There are more than 60 named glaciers in the park, although only the two largest, the Franz Josef and Fox, are readily accessible to tourists. The highest point is Mount Tasman, 11,476 feet (3,498 metres), in the Southern Alps. The park is well dissected by rivers and streams fed by the heavy precipitation, which falls as both rain and snow. Three main rivers rise in the park and empty into the Tasman Sea: the Waiho, Cook, and Karangarua. Vegetation includes beech, manuka, rimu and other pines, miro, rata, cypress, and subalpine scrub; these shelter the park’s varied birdlife, which includes species of teal, grebe, duck, kingfisher, thrush, skylark, and falcon. Gillespies Beach is a home for the only species of fur seal (Arctocephalus forsteri) breeding on the New Zealand mainland. Wildlife also includes chamois, red deer, stoat, and Himalayan tahr (Hemitragus jemlahicus). Fishing, hiking, and mountaineering provide recreation for visitors.
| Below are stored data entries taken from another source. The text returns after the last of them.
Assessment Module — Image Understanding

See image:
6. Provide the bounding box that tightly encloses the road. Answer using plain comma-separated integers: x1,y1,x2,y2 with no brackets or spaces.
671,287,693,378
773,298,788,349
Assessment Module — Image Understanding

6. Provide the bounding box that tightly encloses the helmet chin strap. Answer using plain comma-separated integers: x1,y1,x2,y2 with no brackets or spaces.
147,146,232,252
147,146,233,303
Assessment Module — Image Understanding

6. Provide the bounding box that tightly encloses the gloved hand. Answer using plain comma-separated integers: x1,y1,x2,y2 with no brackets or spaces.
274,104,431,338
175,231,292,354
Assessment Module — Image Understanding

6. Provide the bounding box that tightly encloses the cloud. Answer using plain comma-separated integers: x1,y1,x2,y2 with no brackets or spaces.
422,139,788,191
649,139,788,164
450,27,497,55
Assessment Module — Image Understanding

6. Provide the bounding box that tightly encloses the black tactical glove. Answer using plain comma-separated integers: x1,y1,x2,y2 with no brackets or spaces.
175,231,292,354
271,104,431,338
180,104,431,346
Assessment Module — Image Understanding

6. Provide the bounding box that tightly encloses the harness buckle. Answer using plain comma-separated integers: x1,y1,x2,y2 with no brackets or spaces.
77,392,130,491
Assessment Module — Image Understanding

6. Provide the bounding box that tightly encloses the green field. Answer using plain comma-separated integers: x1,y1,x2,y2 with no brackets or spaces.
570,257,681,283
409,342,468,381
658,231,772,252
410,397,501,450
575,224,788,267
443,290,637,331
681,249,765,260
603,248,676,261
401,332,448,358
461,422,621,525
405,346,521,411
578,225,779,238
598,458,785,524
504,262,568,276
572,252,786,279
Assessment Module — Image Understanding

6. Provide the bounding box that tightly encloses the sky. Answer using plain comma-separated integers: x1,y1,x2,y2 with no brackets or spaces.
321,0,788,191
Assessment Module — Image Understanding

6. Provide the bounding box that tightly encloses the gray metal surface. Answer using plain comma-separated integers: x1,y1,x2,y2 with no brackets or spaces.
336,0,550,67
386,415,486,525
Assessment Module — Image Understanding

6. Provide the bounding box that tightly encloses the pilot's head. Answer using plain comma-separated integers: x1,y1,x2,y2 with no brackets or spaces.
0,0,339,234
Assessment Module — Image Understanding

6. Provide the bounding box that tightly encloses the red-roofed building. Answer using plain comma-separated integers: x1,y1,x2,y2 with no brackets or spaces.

In 1982 the park’s boundaries were extended to cover the former state forest areas of South Okarito and Waikukupa; additional lands in the upper Karangarua River valley were added in 1983. With the nearby parks of Fiordland, Mount Aspiring, and Aoraki/Mount Cook, Westland Tai Poutini National Park constitutes Te Wahipounamu (South West New Zealand), a collective World Heritage site designated in 1990.